Urteil vom 15. Juni 2017

I. öffentlich-rechtliche Abteilung

Besetzung
Bundesrichter Merkli, Präsident,
Bundesrichter Eusebio, Kneubühler,
Gerichtsschreiber Dold.

Verfahrensbeteiligte
A.________,
Beschwerdeführer,
handelnd durch B.________,
und diese vertreten durch Rechtsanwältin C.________,

gegen

D.________, c/o Kantonale Staatsanwaltschaft des Kantons Aargau,
Bleichemattstrasse 7, 5001 Aarau,
Beschwerdegegner,

Oberstaatsanwaltschaft des Kantons Aargau,
Frey-Herosé-Strasse 20, Wielandhaus, 5001 Aarau.

Gegenstand
Strafverfahren; Ausstandsgesuch,

Beschwerde gegen den Entscheid vom 27. Februar 2017 des Obergerichts des
Kantons Aargau, Beschwerdekammer in Strafsachen.

Sachverhalt:

A. 
A.________ (geb. 2008) erstattete am 4. Dezember 2014, handelnd durch seine
Mutter B.________, Strafanzeige bei der aargauischen Staatsanwaltschaft gegen
seinen Vater E.________ wegen Veruntreuung von Kindesvermögen. Gleichzeitig
erstattete er Anzeige gegen dessen Rechtsanwalt, F.________, wegen
Gehilfenschaft zu diesem Delikt. Die Vorwürfe stehen im Zusammenhang mit der
Erbschaft des am 10. Juli 2013 verstorbenen G.________, dem Grossvater von
A.________. A.________ machte geltend, sein Erbanteil sei in zwei Tranchen auf
ein österreichisches Konto seiner Mutter, auf welches sein Vater mittels
Bankomatkarte Zugriff gehabt habe, sowie auf ein schweizerisches Konto seines
Vaters ausbezahlt worden. Rechtsanwalt F.________ habe die beiden Überweisungen
autorisiert. Das Geld habe sein Vater, gegen den in Österreich im Februar 2013
die Geschäftsinsolvenz eröffnet worden sei und gegen den in der Schweiz ein
Wirtschaftsstrafprozess hängig sei, zu eigenen Zwecken verwendet.
Am 13. April 2015 verstarb E.________. Darauf stellte die Staatsanwaltschaft
mit Verfügung vom 29. April 2015 (genehmigt durch die Oberstaatsanwaltschaft am
1. Mai 2015) das Verfahren gegen ihn ein.

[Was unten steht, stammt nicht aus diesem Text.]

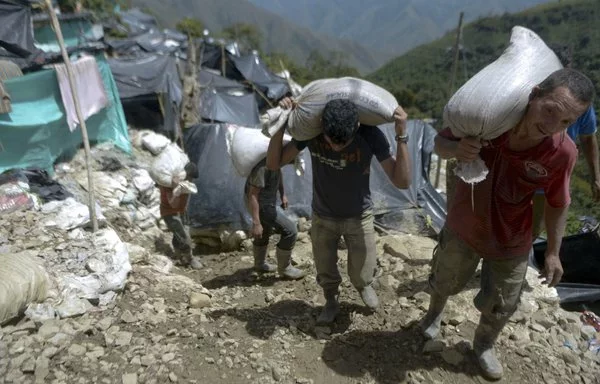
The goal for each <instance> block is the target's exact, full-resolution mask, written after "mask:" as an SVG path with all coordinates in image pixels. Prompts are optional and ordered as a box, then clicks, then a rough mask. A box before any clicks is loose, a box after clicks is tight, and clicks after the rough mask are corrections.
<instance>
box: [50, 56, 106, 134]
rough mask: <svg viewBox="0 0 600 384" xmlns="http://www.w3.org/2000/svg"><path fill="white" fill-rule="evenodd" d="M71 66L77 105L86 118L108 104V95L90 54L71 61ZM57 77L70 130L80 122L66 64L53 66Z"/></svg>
mask: <svg viewBox="0 0 600 384" xmlns="http://www.w3.org/2000/svg"><path fill="white" fill-rule="evenodd" d="M71 67H72V68H73V77H74V79H75V88H76V90H77V96H78V97H79V105H80V106H81V113H82V114H83V118H84V119H85V120H87V119H88V118H89V117H90V116H93V115H94V114H96V113H98V112H100V110H102V108H104V107H106V106H107V105H108V97H107V96H106V91H105V89H104V83H103V82H102V77H101V76H100V70H99V69H98V65H97V64H96V60H95V59H94V57H92V56H84V57H82V58H80V59H79V60H77V61H74V62H72V63H71ZM54 68H55V69H56V76H57V78H58V86H59V88H60V93H61V96H62V101H63V104H64V106H65V112H66V114H67V123H68V124H69V129H70V130H71V132H73V131H74V130H75V127H77V125H78V124H79V123H80V122H79V119H78V118H77V112H76V109H75V104H74V102H73V96H72V93H71V87H70V85H69V76H68V73H67V66H66V65H65V64H58V65H56V66H55V67H54Z"/></svg>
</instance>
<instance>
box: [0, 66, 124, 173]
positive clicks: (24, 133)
mask: <svg viewBox="0 0 600 384" xmlns="http://www.w3.org/2000/svg"><path fill="white" fill-rule="evenodd" d="M96 61H97V62H98V67H99V69H100V74H101V75H102V80H103V81H104V87H105V89H106V93H107V96H108V99H109V105H108V106H107V107H106V108H104V109H103V110H101V111H100V112H99V113H97V114H96V115H94V116H91V117H90V118H89V119H87V120H86V123H87V124H86V126H87V130H88V136H89V140H90V142H105V141H110V142H113V143H114V144H115V145H116V146H117V147H119V148H120V149H122V150H123V151H125V152H127V153H130V152H131V144H130V142H129V135H128V132H127V123H126V121H125V115H124V113H123V107H122V106H121V102H120V100H119V94H118V91H117V87H116V84H115V81H114V79H113V76H112V73H111V72H110V68H109V66H108V63H107V61H106V59H105V58H104V56H103V55H96ZM4 86H5V88H6V90H7V91H8V93H9V94H10V96H11V98H12V103H11V104H12V112H11V113H8V114H2V115H0V144H1V147H0V173H2V172H4V171H6V170H8V169H13V168H20V169H23V168H40V169H44V170H50V171H51V170H52V166H53V164H54V161H55V160H56V159H57V158H58V157H59V156H60V155H62V154H65V153H69V152H71V151H73V150H76V149H78V148H79V147H80V146H81V145H82V143H83V141H82V136H81V129H80V128H79V127H77V128H76V130H75V131H74V132H71V131H70V130H69V127H68V125H67V120H66V114H65V109H64V106H63V104H62V99H61V95H60V89H59V87H58V81H57V78H56V72H55V71H54V70H43V71H40V72H35V73H31V74H27V75H25V76H22V77H18V78H14V79H10V80H7V81H6V82H4Z"/></svg>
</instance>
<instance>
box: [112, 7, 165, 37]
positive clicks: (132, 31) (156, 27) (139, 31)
mask: <svg viewBox="0 0 600 384" xmlns="http://www.w3.org/2000/svg"><path fill="white" fill-rule="evenodd" d="M119 16H120V17H121V21H123V23H125V24H126V25H127V26H128V27H129V31H130V32H131V34H132V35H134V36H135V35H139V34H142V33H145V32H148V31H150V30H152V29H156V28H158V24H157V23H156V19H155V18H154V17H153V16H150V15H148V14H146V13H144V12H142V11H140V10H139V9H138V8H133V9H129V10H127V11H123V12H121V13H120V14H119Z"/></svg>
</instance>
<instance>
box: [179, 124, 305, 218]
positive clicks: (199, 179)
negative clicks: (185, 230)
mask: <svg viewBox="0 0 600 384" xmlns="http://www.w3.org/2000/svg"><path fill="white" fill-rule="evenodd" d="M227 130H228V127H227V124H201V125H198V126H195V127H192V128H188V129H187V130H186V132H185V136H184V146H185V150H186V152H187V154H188V156H189V158H190V161H191V162H193V163H194V164H196V165H197V166H198V171H199V173H200V175H202V177H200V178H198V179H197V180H196V181H195V182H196V185H197V186H198V191H200V192H201V193H198V194H196V195H192V196H191V198H190V203H189V205H188V215H189V218H190V222H191V225H192V226H193V227H195V228H200V229H219V228H225V229H247V227H248V224H249V223H250V222H251V220H250V216H249V215H248V213H247V211H246V208H245V203H244V198H243V195H244V184H245V178H243V177H241V176H239V175H238V173H237V171H236V170H235V168H234V167H233V164H232V162H231V158H230V157H229V154H228V153H227V139H226V138H227ZM302 158H303V159H304V160H305V161H306V162H307V163H308V164H307V169H306V174H305V175H304V176H297V175H296V173H295V172H294V170H293V168H292V167H289V166H288V167H284V168H283V178H284V180H285V186H286V194H287V195H288V199H289V201H290V206H289V208H288V213H289V214H291V215H295V216H301V217H308V216H310V213H311V208H310V204H311V201H312V184H311V183H310V180H311V175H312V172H311V170H310V155H309V154H308V151H304V152H303V154H302Z"/></svg>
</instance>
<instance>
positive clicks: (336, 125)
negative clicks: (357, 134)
mask: <svg viewBox="0 0 600 384" xmlns="http://www.w3.org/2000/svg"><path fill="white" fill-rule="evenodd" d="M321 120H322V122H323V133H325V135H327V137H329V139H330V140H331V141H332V142H333V143H334V144H345V143H347V142H348V141H349V140H350V139H352V137H353V136H354V133H355V132H356V129H357V128H358V108H356V105H355V104H354V103H353V102H351V101H350V100H345V99H335V100H331V101H329V102H328V103H327V104H325V108H324V109H323V117H322V118H321Z"/></svg>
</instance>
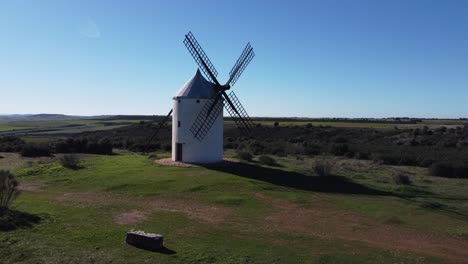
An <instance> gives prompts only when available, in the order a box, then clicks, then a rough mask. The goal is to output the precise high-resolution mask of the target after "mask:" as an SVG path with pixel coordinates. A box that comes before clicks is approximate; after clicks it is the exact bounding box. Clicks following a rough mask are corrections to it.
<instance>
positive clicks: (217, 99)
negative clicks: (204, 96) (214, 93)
mask: <svg viewBox="0 0 468 264" xmlns="http://www.w3.org/2000/svg"><path fill="white" fill-rule="evenodd" d="M223 104H224V102H223V100H222V98H221V94H219V93H215V94H214V96H213V97H211V98H210V99H208V101H207V102H206V103H205V105H204V106H203V108H202V110H201V111H200V113H198V115H197V117H196V118H195V121H194V122H193V124H192V126H191V127H190V132H192V134H193V136H194V137H195V138H196V139H198V141H200V142H201V141H202V140H203V139H204V138H205V136H206V134H208V132H209V131H210V128H211V127H212V126H213V124H214V122H215V121H216V119H217V118H218V116H219V114H220V112H221V111H223ZM210 109H211V111H210Z"/></svg>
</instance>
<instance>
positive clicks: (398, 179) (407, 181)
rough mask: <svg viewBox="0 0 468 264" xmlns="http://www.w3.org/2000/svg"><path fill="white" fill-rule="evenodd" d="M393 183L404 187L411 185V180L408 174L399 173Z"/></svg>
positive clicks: (402, 172)
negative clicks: (404, 186)
mask: <svg viewBox="0 0 468 264" xmlns="http://www.w3.org/2000/svg"><path fill="white" fill-rule="evenodd" d="M393 181H394V182H395V183H396V184H402V185H409V184H411V183H412V182H411V179H410V178H409V176H408V174H406V173H404V172H399V173H398V174H396V175H394V176H393Z"/></svg>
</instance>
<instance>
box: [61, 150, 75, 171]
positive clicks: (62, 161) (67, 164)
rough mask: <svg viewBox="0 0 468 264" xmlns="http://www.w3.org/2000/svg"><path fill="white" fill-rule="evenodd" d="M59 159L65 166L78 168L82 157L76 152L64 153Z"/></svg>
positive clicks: (74, 168)
mask: <svg viewBox="0 0 468 264" xmlns="http://www.w3.org/2000/svg"><path fill="white" fill-rule="evenodd" d="M59 161H60V164H62V166H63V167H65V168H69V169H73V170H76V169H78V168H79V167H80V166H79V163H80V158H79V157H78V156H77V155H76V154H66V155H63V156H62V157H60V160H59Z"/></svg>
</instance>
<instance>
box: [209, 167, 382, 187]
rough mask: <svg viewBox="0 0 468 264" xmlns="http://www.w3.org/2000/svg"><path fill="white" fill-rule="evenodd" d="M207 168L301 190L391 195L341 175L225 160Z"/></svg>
mask: <svg viewBox="0 0 468 264" xmlns="http://www.w3.org/2000/svg"><path fill="white" fill-rule="evenodd" d="M204 166H205V167H206V168H207V169H210V170H216V171H221V172H225V173H229V174H233V175H237V176H240V177H244V178H249V179H255V180H259V181H263V182H268V183H271V184H274V185H277V186H282V187H286V188H293V189H297V190H303V191H314V192H326V193H341V194H364V195H391V193H388V192H384V191H380V190H376V189H372V188H369V187H367V186H364V185H361V184H358V183H355V182H352V181H350V180H348V179H347V178H345V177H342V176H309V175H305V174H302V173H299V172H294V171H286V170H282V169H279V168H267V167H261V166H258V165H254V164H249V163H237V162H229V161H226V162H224V163H223V164H213V165H204Z"/></svg>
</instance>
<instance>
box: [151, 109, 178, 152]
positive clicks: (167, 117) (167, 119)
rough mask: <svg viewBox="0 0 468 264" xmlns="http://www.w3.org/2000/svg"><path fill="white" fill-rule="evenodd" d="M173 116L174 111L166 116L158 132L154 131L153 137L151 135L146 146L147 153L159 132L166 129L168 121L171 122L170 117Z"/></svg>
mask: <svg viewBox="0 0 468 264" xmlns="http://www.w3.org/2000/svg"><path fill="white" fill-rule="evenodd" d="M171 115H172V109H171V110H170V111H169V113H168V114H167V115H166V117H165V118H164V119H163V120H162V121H161V122H159V126H158V127H157V128H156V130H155V131H154V133H153V135H151V137H150V139H149V140H148V143H147V144H146V148H145V149H146V151H148V148H149V146H150V144H151V142H152V141H153V139H154V138H155V137H156V136H157V135H158V133H159V131H160V130H161V129H162V128H163V127H164V126H166V123H167V121H169V117H170V116H171Z"/></svg>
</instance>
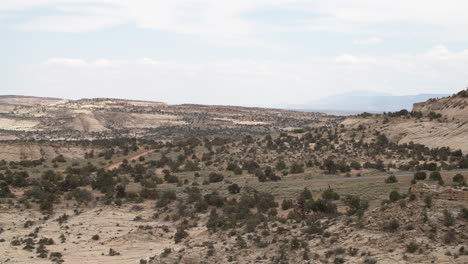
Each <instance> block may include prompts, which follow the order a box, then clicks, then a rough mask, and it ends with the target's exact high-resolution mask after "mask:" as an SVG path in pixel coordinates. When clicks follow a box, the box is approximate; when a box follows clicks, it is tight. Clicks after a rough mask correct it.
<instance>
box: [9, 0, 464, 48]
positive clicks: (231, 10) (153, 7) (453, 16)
mask: <svg viewBox="0 0 468 264" xmlns="http://www.w3.org/2000/svg"><path fill="white" fill-rule="evenodd" d="M34 7H48V8H53V9H56V10H57V12H58V14H56V15H50V16H44V17H33V18H31V19H30V20H29V21H27V22H26V23H25V24H24V25H22V26H21V27H22V28H26V29H31V30H47V31H66V32H68V31H71V32H77V31H90V30H99V29H102V28H105V27H110V26H113V25H119V24H124V23H133V24H135V25H137V26H138V27H143V28H151V29H158V30H163V31H170V32H176V33H183V34H194V35H197V36H208V37H217V38H220V37H224V38H238V37H243V36H246V35H252V34H255V33H259V32H261V31H262V30H264V29H265V27H262V26H260V24H259V23H256V21H255V18H252V17H251V18H249V19H248V18H246V17H245V16H244V15H245V13H248V12H252V11H257V10H260V11H261V10H268V9H282V10H293V11H294V10H296V11H300V12H307V11H310V12H311V17H310V18H309V19H305V20H302V21H296V19H295V18H294V16H293V15H290V16H291V17H289V18H288V17H287V18H286V19H290V20H291V21H295V22H296V24H292V25H290V26H288V27H286V28H285V27H282V30H285V29H286V30H291V31H295V30H298V29H299V28H301V29H302V30H313V31H333V32H354V33H356V32H367V33H372V32H373V31H375V29H372V26H375V25H387V26H388V25H391V24H394V25H395V26H394V27H393V28H392V27H387V31H388V32H384V33H383V34H399V32H401V29H402V27H403V29H405V28H404V27H406V25H414V26H422V25H425V26H427V28H428V30H429V31H430V32H432V34H439V35H440V33H444V34H451V35H450V36H452V37H454V38H460V37H463V35H466V34H461V33H465V32H466V30H465V29H466V28H467V27H468V16H466V10H468V1H461V0H412V1H404V0H392V1H390V0H379V1H375V0H346V1H344V0H327V1H321V0H276V1H268V0H235V1H228V0H227V1H219V0H171V1H168V0H91V1H90V0H2V1H1V2H0V10H25V9H28V8H34ZM77 13H79V14H77ZM312 14H320V16H315V15H312ZM270 26H273V27H271V28H275V27H274V26H275V22H270ZM276 26H279V25H276ZM414 33H415V34H419V33H420V32H414ZM357 42H358V44H360V43H361V42H360V41H357ZM374 42H378V40H377V39H370V40H369V41H365V40H363V41H362V44H367V43H369V44H372V43H374Z"/></svg>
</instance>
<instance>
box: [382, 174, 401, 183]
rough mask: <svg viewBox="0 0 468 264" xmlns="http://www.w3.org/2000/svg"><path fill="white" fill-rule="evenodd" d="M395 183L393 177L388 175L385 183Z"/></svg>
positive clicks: (385, 179) (394, 178)
mask: <svg viewBox="0 0 468 264" xmlns="http://www.w3.org/2000/svg"><path fill="white" fill-rule="evenodd" d="M395 182H398V180H397V178H396V177H395V175H390V176H388V177H387V179H385V183H395Z"/></svg>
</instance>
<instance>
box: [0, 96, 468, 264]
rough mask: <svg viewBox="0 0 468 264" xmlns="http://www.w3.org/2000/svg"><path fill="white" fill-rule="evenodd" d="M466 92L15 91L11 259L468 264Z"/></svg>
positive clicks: (6, 231) (1, 211) (2, 204)
mask: <svg viewBox="0 0 468 264" xmlns="http://www.w3.org/2000/svg"><path fill="white" fill-rule="evenodd" d="M467 101H468V91H466V90H465V91H461V92H460V93H457V94H454V95H453V96H450V97H447V98H442V99H434V100H429V101H427V102H424V103H416V104H415V105H414V108H413V110H412V111H406V110H405V111H399V112H392V113H384V114H368V113H362V114H359V115H354V116H349V117H346V118H345V117H339V116H330V115H326V114H321V113H306V112H299V111H287V110H278V109H261V108H243V107H234V106H204V105H168V104H165V103H158V102H143V101H127V100H117V99H82V100H77V101H72V100H62V99H51V98H46V99H41V98H25V97H15V96H10V97H6V96H4V97H2V100H0V109H1V115H0V120H2V122H0V126H1V129H2V130H1V131H0V138H1V139H2V141H1V142H0V160H1V161H0V252H2V254H0V263H139V264H151V263H366V264H369V263H468V209H467V207H468V188H467V183H466V181H467V178H468V155H467V152H468V145H466V142H468V131H467V128H468V127H467V121H468V119H467V118H468V114H467V113H468V112H467V111H468V108H466V107H465V106H466V105H467Z"/></svg>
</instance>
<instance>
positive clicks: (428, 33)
mask: <svg viewBox="0 0 468 264" xmlns="http://www.w3.org/2000/svg"><path fill="white" fill-rule="evenodd" d="M467 10H468V1H466V0H405V1H403V0H391V1H389V0H320V1H319V0H232V1H230V0H192V1H191V0H165V1H159V0H99V1H98V0H0V71H1V74H0V94H24V95H38V96H53V97H65V98H82V97H118V98H134V99H145V100H155V101H164V102H169V103H189V102H190V103H204V104H234V105H258V106H278V105H286V104H301V103H306V102H308V101H312V100H314V99H316V98H319V97H323V96H327V95H331V94H336V93H343V92H348V91H352V90H371V91H378V92H386V93H392V94H398V95H402V94H417V93H449V94H450V93H454V92H456V91H458V90H462V89H464V88H465V87H466V86H467V85H468V15H467V12H466V11H467Z"/></svg>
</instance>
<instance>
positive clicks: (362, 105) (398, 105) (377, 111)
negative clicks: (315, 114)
mask: <svg viewBox="0 0 468 264" xmlns="http://www.w3.org/2000/svg"><path fill="white" fill-rule="evenodd" d="M447 96H449V94H417V95H401V96H398V95H391V94H385V93H377V92H370V91H354V92H349V93H343V94H337V95H333V96H329V97H325V98H322V99H319V100H314V101H311V102H309V103H306V104H303V105H289V106H287V107H286V108H287V109H294V110H305V111H325V112H336V113H339V112H343V113H350V114H354V113H357V112H364V111H365V112H388V111H399V110H401V109H407V110H409V111H411V109H412V107H413V104H414V103H419V102H424V101H427V100H428V99H430V98H441V97H447Z"/></svg>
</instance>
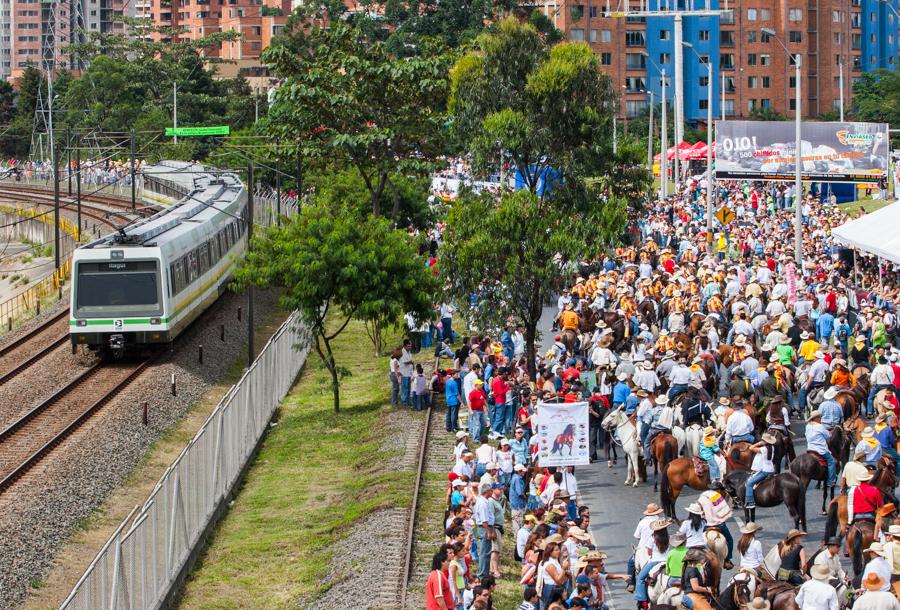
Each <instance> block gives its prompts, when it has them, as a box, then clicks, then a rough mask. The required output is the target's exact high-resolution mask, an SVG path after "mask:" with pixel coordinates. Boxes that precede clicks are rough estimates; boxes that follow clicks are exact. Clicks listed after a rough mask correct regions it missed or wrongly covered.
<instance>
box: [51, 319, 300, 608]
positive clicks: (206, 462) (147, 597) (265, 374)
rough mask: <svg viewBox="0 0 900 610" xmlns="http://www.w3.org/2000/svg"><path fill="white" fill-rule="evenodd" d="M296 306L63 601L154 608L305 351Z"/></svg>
mask: <svg viewBox="0 0 900 610" xmlns="http://www.w3.org/2000/svg"><path fill="white" fill-rule="evenodd" d="M299 328H300V320H299V318H298V316H297V314H294V315H292V316H290V317H289V318H288V320H287V321H286V322H285V323H284V324H282V325H281V328H279V330H278V332H276V333H275V334H274V335H273V336H272V338H271V339H269V342H268V343H267V344H266V346H265V348H263V350H262V352H260V354H259V356H258V357H257V358H256V360H255V361H254V362H253V364H252V365H251V366H250V368H249V369H247V372H246V373H244V376H243V377H242V378H241V380H240V381H239V382H238V383H237V384H235V385H234V386H233V387H232V388H231V389H230V390H229V391H228V393H227V394H226V395H225V397H224V398H223V399H222V401H221V402H220V403H219V404H218V406H217V407H216V408H215V410H214V411H213V412H212V414H211V415H210V416H209V418H208V419H207V420H206V423H205V424H203V427H202V428H200V430H199V431H198V432H197V434H196V435H195V436H194V438H193V439H192V440H191V441H190V442H189V443H188V445H187V446H186V447H185V448H184V450H182V452H181V454H180V455H179V456H178V458H177V459H176V460H175V462H174V463H173V464H172V465H171V466H169V468H168V469H167V470H166V472H165V474H163V476H162V478H160V480H159V482H158V483H157V484H156V487H155V488H154V489H153V492H152V493H151V494H150V497H149V498H148V499H147V501H146V502H145V503H144V504H143V505H142V506H139V507H137V508H136V509H135V510H134V511H132V513H131V514H129V516H128V517H127V518H126V519H125V521H124V522H123V523H122V524H121V525H120V526H119V528H118V529H116V531H115V533H114V534H113V535H112V537H111V538H110V539H109V541H108V542H107V543H106V545H105V546H104V547H103V548H102V549H101V551H100V553H99V554H98V555H97V557H96V558H95V559H94V561H93V562H92V563H91V565H90V566H89V567H88V569H87V571H86V572H85V574H84V576H82V577H81V580H79V581H78V583H77V584H76V585H75V588H74V589H73V590H72V592H71V593H70V594H69V596H68V597H67V598H66V600H65V601H64V602H63V604H62V606H61V608H62V609H63V610H69V609H72V610H74V609H84V610H94V609H96V608H103V609H109V610H113V609H116V608H129V609H132V608H158V607H160V606H161V605H162V604H163V603H164V602H165V601H166V599H167V598H168V596H169V594H170V593H171V591H172V590H173V588H174V587H176V586H177V585H178V583H179V582H180V579H181V577H182V576H183V575H184V574H183V572H184V569H185V566H186V565H187V563H188V561H189V559H190V558H191V556H192V554H193V553H194V552H195V551H196V547H197V545H198V544H200V543H201V541H202V539H203V537H204V534H205V533H207V532H208V531H209V526H210V525H211V521H212V520H213V518H214V517H215V516H216V514H217V512H218V511H219V510H220V509H221V507H222V506H223V502H225V501H226V500H227V499H228V497H229V495H230V493H231V491H232V490H233V489H234V486H235V485H236V483H237V482H238V480H239V479H240V476H241V474H242V472H243V470H244V467H245V465H246V464H247V461H248V460H249V458H250V456H251V454H252V453H253V451H254V449H255V447H256V446H257V444H258V442H259V440H260V438H261V437H262V435H263V433H264V432H265V430H266V427H267V426H268V423H269V420H270V419H271V417H272V415H273V413H274V412H275V409H276V407H277V406H278V403H279V402H280V401H281V399H282V398H284V396H285V395H286V394H287V392H288V390H289V389H290V387H291V384H292V383H293V381H294V379H295V378H296V376H297V374H298V373H299V372H300V368H301V367H302V366H303V363H304V361H305V359H306V355H307V354H308V352H309V346H308V344H307V345H306V346H305V347H303V349H302V350H298V349H296V347H295V344H296V342H297V339H298V337H299V336H300V334H299V333H298V329H299Z"/></svg>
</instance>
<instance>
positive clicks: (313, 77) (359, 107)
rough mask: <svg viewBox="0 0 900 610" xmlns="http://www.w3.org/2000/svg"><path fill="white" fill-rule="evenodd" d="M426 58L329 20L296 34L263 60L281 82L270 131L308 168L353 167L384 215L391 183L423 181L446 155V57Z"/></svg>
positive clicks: (432, 43) (446, 72)
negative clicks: (290, 146)
mask: <svg viewBox="0 0 900 610" xmlns="http://www.w3.org/2000/svg"><path fill="white" fill-rule="evenodd" d="M420 45H421V48H423V53H422V54H421V55H418V56H415V57H409V58H400V57H397V56H395V55H392V54H391V53H390V52H389V51H388V49H387V48H386V46H385V45H384V43H383V42H381V41H371V40H369V39H367V38H365V37H363V36H361V35H360V32H359V31H358V30H357V29H356V28H354V27H353V26H352V25H350V24H348V23H346V22H344V21H333V22H329V23H326V24H323V25H321V26H317V27H310V25H309V23H308V22H307V23H305V24H304V26H303V27H300V26H297V27H295V29H294V30H293V31H292V32H291V34H290V35H289V36H285V37H281V38H279V39H277V40H276V42H274V43H273V45H272V46H271V47H269V49H268V50H267V51H266V52H265V53H264V54H263V57H264V60H265V61H266V62H267V63H268V64H270V65H271V66H273V68H274V71H275V73H276V74H277V75H278V76H279V77H280V78H283V79H285V82H284V85H283V86H281V87H280V88H279V89H278V92H277V93H276V95H275V100H274V102H273V104H272V108H271V109H270V110H269V117H268V121H267V126H268V127H267V128H268V131H269V133H270V134H271V135H275V136H277V137H279V138H281V139H282V140H283V141H285V142H296V143H297V148H299V150H300V154H302V156H303V158H304V159H312V160H313V161H323V160H327V161H329V162H331V163H334V164H336V165H338V166H341V165H344V164H347V165H350V166H351V167H353V168H355V169H356V170H357V171H358V172H359V175H360V177H361V178H362V180H363V182H364V183H365V186H366V189H367V191H368V193H369V201H370V204H371V210H372V214H374V215H375V216H379V215H381V214H382V208H383V202H384V200H385V198H386V193H387V192H388V189H389V182H390V178H391V176H392V175H396V174H400V175H406V176H417V175H418V176H424V175H427V174H428V173H429V172H430V170H431V169H432V167H433V162H434V160H435V159H436V158H437V157H438V156H440V155H441V154H443V153H444V151H445V147H446V144H447V134H446V132H445V130H444V123H445V117H444V111H445V106H444V103H445V100H446V97H447V87H448V78H447V72H448V68H449V65H450V59H449V56H448V55H447V54H446V53H445V52H444V49H443V47H442V46H441V45H439V44H436V43H433V42H430V41H428V40H422V41H420Z"/></svg>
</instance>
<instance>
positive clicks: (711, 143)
mask: <svg viewBox="0 0 900 610" xmlns="http://www.w3.org/2000/svg"><path fill="white" fill-rule="evenodd" d="M681 44H682V45H683V46H684V47H685V48H686V49H690V50H691V52H693V53H694V55H696V56H697V60H698V61H699V62H700V63H703V58H701V57H700V54H699V53H697V49H695V48H694V45H692V44H691V43H689V42H682V43H681ZM714 191H715V189H714V188H713V178H712V63H711V62H709V61H707V62H706V251H707V252H708V253H709V254H713V241H712V214H713V192H714Z"/></svg>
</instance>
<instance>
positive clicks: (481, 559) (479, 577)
mask: <svg viewBox="0 0 900 610" xmlns="http://www.w3.org/2000/svg"><path fill="white" fill-rule="evenodd" d="M493 546H494V543H493V542H492V541H491V540H488V538H487V530H486V529H484V528H483V527H481V526H479V527H478V574H477V576H478V579H479V580H481V579H484V578H485V577H487V576H488V575H489V574H490V573H491V548H493Z"/></svg>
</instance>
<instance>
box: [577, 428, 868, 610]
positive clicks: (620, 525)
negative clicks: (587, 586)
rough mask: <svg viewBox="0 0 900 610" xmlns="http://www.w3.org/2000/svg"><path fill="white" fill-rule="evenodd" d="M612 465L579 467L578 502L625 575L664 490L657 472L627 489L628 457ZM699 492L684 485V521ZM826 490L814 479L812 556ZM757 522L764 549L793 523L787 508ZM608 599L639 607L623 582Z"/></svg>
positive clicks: (597, 534) (768, 548) (776, 541)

Mit Verfügung vom 11. Mai 2015
(genehmigt durch die Oberstaatsanwaltschaft am 12. Mai 2015) nahm sie das
Strafverfahren gegen Rechtsanwalt F.________ wegen Gehilfenschaft zu
Veruntreuung nicht anhand.
Auf die Beschwerde A.________s hin hob das Obergericht des Kantons Aargau mit
Entscheid vom 10. Dezember 2015 die Nichtanhandnahmeverfügung auf und wies die
Sache an die Staatsanwaltschaft zurück. Diese eröffnete in der Folge ein
Strafverfahren gegen Rechtsanwalt F.________.
Mit Eingabe vom 19. August 2016 reichte A.________ ein Ausstandsgesuch gegen
die kantonale Staatsanwaltschaft und insbesondere gegen den verfahrensleitenden
Staatsanwalt, D.________, ein. Mit Entscheid vom 27. Februar 2017 wies das
Obergericht des Kantons Aargau das Ausstandsgesuch ab, soweit es darauf
eintrat.

B. 
Mit Beschwerde in Strafsachen ans Bundesgericht vom 31. März 2017 beantragt
A.________, der Entscheid des Obergerichts sei aufzuheben und das
Ausstandsgesuch gegen Staatsanwalt D.________ gutzuheissen.
Die Oberstaatsanwaltschaft und das Obergericht haben auf eine Stellungnahme
verzichtet. Staatsanwalt D.________ hat sich nicht vernehmen lassen.

Erwägungen:

1.

1.1. Beim angefochtenen Urteil handelt es sich um einen selbständig eröffneten
Zwischenentscheid über ein Ausstandsbegehren in einer Strafsache (Art. 78 Abs.
1 und Art. 92 Abs. 1 BGG). Das Obergericht hat als letzte und einzige kantonale
Instanz entschieden (Art. 80 BGG i.V.m. Art. 59 Abs. 1 StPO). Der
Beschwerdeführer ist gemäss Art. 81 Abs. 1 lit. a und lit. b Ziff. 5 BGG zur
Beschwerde befugt. Die weiteren Sachurteilsvoraussetzungen geben zu keinen
Bemerkungen Anlass. Auf die Beschwerde ist einzutreten.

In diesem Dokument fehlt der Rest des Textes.